Dr. Shanti Auluck, a former LSR faculty member and now President and CEO, welcomed us to MUSKAAN. This NGO is the manifestation of a dream that started with a mother’s love coupled with knowledge and competencies learned from years of teaching. Parker Palmer talks about the importance of a leader to create and protect space for others to flourish. It is abundantly evident that Shanti’s passion and leadership has created a space in which over 100 intellectually disabled adults daily thrive and grow by experiencing a delicate balance of challenge and support in this community. The beautiful facility, built entirely with private funds, coupled with the caring and capable staff indeed provides an oasis for learning and growth of these special young adults. This working model of social entrepreneurship appears complex on one level and amazingly simple on another. I look forward to sharing more upon our return.

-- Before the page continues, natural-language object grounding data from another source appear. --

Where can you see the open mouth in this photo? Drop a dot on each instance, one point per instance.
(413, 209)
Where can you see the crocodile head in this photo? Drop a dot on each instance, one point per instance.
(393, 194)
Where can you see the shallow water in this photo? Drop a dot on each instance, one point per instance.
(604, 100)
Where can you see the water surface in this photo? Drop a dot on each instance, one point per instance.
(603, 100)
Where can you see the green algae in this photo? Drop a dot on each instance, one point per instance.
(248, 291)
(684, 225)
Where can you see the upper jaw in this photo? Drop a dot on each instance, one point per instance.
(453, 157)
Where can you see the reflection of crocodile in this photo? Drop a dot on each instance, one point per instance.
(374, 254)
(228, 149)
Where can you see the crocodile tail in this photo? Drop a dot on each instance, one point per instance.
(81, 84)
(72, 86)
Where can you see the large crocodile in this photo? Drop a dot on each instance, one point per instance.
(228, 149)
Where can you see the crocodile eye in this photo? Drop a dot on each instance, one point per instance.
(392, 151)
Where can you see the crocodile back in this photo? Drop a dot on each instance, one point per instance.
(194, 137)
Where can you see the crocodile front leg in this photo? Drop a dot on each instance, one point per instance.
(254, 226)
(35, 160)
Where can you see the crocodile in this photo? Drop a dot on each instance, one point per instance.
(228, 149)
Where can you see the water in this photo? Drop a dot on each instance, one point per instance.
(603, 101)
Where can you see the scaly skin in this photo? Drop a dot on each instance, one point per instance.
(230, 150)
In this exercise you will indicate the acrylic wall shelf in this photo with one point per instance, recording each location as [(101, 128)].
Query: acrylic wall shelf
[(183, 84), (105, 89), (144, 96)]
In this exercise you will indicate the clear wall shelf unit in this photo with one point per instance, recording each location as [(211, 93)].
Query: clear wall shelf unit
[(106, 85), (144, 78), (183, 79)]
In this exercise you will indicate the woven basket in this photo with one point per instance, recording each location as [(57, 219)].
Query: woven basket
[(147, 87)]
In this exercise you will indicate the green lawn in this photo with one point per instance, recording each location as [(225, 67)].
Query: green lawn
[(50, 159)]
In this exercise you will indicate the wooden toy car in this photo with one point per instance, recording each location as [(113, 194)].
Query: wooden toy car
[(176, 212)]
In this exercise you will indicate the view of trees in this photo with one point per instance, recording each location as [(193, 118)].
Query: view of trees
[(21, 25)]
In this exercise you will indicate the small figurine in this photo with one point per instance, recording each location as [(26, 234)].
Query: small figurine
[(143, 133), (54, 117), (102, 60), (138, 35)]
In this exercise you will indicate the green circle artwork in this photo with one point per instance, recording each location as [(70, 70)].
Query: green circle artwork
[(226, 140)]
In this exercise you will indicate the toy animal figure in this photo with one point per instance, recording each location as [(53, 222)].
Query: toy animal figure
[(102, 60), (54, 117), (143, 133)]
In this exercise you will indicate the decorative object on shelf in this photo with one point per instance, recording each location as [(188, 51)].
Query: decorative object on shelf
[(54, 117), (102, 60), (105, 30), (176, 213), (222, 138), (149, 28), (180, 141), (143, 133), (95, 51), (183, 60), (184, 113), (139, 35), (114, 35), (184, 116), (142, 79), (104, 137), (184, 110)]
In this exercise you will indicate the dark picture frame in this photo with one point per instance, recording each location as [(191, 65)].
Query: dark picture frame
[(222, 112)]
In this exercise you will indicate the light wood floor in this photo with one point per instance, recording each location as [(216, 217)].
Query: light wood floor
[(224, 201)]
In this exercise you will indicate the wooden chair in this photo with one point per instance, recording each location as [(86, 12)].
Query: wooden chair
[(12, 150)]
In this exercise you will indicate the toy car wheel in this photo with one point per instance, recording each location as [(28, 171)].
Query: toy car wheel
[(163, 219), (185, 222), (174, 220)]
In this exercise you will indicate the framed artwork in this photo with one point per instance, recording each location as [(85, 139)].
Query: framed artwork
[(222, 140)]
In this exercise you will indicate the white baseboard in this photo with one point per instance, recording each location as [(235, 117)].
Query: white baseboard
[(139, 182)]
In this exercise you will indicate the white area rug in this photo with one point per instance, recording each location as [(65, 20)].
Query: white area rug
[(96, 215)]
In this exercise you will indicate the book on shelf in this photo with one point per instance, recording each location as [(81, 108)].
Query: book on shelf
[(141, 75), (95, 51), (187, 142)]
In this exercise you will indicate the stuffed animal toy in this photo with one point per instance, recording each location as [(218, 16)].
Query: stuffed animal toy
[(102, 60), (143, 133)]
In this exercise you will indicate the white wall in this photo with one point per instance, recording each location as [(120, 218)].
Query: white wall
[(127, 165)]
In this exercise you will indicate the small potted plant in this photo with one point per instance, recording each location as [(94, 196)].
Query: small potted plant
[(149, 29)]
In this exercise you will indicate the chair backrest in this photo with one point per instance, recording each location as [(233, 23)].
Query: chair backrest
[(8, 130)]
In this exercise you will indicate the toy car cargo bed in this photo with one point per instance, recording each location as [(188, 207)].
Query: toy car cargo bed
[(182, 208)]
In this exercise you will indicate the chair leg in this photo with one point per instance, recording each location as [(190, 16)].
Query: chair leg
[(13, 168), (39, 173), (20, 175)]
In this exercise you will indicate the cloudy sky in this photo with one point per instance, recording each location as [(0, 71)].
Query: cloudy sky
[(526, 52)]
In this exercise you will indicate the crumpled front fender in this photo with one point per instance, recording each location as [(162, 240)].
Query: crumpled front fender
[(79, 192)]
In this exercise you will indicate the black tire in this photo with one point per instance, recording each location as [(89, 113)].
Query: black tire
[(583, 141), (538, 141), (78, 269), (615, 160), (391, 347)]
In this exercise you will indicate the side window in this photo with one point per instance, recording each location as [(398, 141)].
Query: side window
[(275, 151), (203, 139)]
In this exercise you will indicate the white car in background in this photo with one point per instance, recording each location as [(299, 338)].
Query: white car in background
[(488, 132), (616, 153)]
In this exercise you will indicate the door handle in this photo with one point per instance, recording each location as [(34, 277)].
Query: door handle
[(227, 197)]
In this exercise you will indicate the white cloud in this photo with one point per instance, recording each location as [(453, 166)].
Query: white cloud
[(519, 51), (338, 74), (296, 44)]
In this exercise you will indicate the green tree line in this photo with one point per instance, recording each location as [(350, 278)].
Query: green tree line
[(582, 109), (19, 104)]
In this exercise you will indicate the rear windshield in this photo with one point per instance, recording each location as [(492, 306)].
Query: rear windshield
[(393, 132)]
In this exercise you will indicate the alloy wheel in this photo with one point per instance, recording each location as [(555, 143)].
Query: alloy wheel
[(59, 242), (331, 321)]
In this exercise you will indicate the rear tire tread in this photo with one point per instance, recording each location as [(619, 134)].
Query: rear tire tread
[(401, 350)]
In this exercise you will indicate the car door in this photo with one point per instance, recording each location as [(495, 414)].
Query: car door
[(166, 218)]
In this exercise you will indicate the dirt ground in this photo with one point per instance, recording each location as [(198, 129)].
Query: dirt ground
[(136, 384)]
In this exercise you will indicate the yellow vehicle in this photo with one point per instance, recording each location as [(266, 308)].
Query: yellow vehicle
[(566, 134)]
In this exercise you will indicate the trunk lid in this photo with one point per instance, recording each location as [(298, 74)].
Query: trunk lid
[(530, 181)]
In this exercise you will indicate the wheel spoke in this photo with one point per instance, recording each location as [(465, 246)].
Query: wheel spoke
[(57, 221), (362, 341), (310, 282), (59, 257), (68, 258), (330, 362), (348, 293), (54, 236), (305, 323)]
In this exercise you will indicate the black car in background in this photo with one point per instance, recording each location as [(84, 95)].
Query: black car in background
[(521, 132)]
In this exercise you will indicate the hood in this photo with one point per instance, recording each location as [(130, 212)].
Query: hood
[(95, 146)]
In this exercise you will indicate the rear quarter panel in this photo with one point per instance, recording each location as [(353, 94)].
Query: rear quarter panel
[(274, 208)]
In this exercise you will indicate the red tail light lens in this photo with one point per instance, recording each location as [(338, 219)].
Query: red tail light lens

S.P. Devasahayam attended OWU from 1901-1908. Originally from Travancore, India (far southwestern corner of India on the coast), Davie, as he was affectionately called, was the first “Hindoo” student at OWU. He received two degrees from OWU, a BA and an MA. According to a correspondence to the university from his nephew, Davie was the first Indian student to complete a post-graduate degree from an American university at that time. Davie appears to have been quite the popular student who earned funds for his education in part by performing in cultural programs about Indian culture. He was a member of the OWU Prep club, the Cadet Band, the Volunteer Band (a service club), the Fortnightly Club, and the YMCA. He was also an Amphiltyonian. I do not know what that is. Upon returning to his native South India, he adopted the name of S.P. Devy and ministered to nineteen congregations throughout the land until his passing in 1942. According to correspondence received after his death, he apparently led a Gandhi-like existence practicing the values of simplicity and self-sacrifice in service to others.
The two men were exempt from the mandatory bag and person search behind a screen at the entrance of Dilli Haat on Sunday. Our delegation of OWU and LSR students quickly collected and mobilized themselves into what was to become a shopping machine. Although not privy to the tactical planning in the groups, I suspect it was thorough and focused. Imagine for a moment the excitement of the merchants as they gazed upon the fresh American shoppers with an abundance of crisp Rupees eager to be spent. Then imagine their disappointment when they realized OWU students were accompanied by LSR students equipped with the shopping expertise and language proficiency to “participate” in the commerce that was about to take place. So what was really happening here? We were exposed to various dimensions of Indian culture as expressed through a wide variety of handcrafts and products from every corner of the country. We engaged in conversations incidental to the bargaining with people trying to make a living for themselves and their families. We developed a comaraderie with our hosts that nurtured the seeds of community that were beginning to sprout. This is theory to practice in action. Oh, and by the way, some purchases were made as well.
Greetings from Delhi. Our students arrived last night and we look forward to beginning our programme, “Gandhi Today: Perspectives and Possibilities.” In the past months, I have been exploring OWU’s historical engagement with India and want to share some interesting findings.
October, 1895, the India Club was established at OWU. Records show the club was formed by “five wanderers from the distant shores of India who found themselves rather unexpectedly at OWU.” The circumstances of their arrival are not documented, however, this was a critical mass of Indian students at the university and they created the India Club. This was a “private” club that required all members “to have either resided or traveled in India.” Additionally, all members needed to have a thorough speaking knowledge of Hindustani. Perhaps it is time for us to restore the India Club to our current roster of student organizations.
It is wonderful to return to India for the third time. As I reflect on my initial emotions upon arriving in Mumbai I find the anxiety about entering a new country and culture for the first time is replaced by a deepened sense of appreciation and respect for the common bond that connects all of us despite our apparent differences. Most of us have comforted the crying infant or sick child on a plane full of strangers. We all find our unique ways of getting comfortable and finding sleep on a fourteen hour flight. We share the common experience of caring for each other and ourselves and trying to make the best of our circumstances. The frustrations and dreams of some are posted as grafitti on buildings and roadways. Others are expressed in animated discourse and intentional kindness. As I try to sort through the intense bombardment of sights, smells, sounds, and tastes, I am discovering a simple smile can create a connection and a shared, often fleeting experience that communicates acknowledgement, kindness, and respect in ways that are hopefully as meaningful to others as they are to me.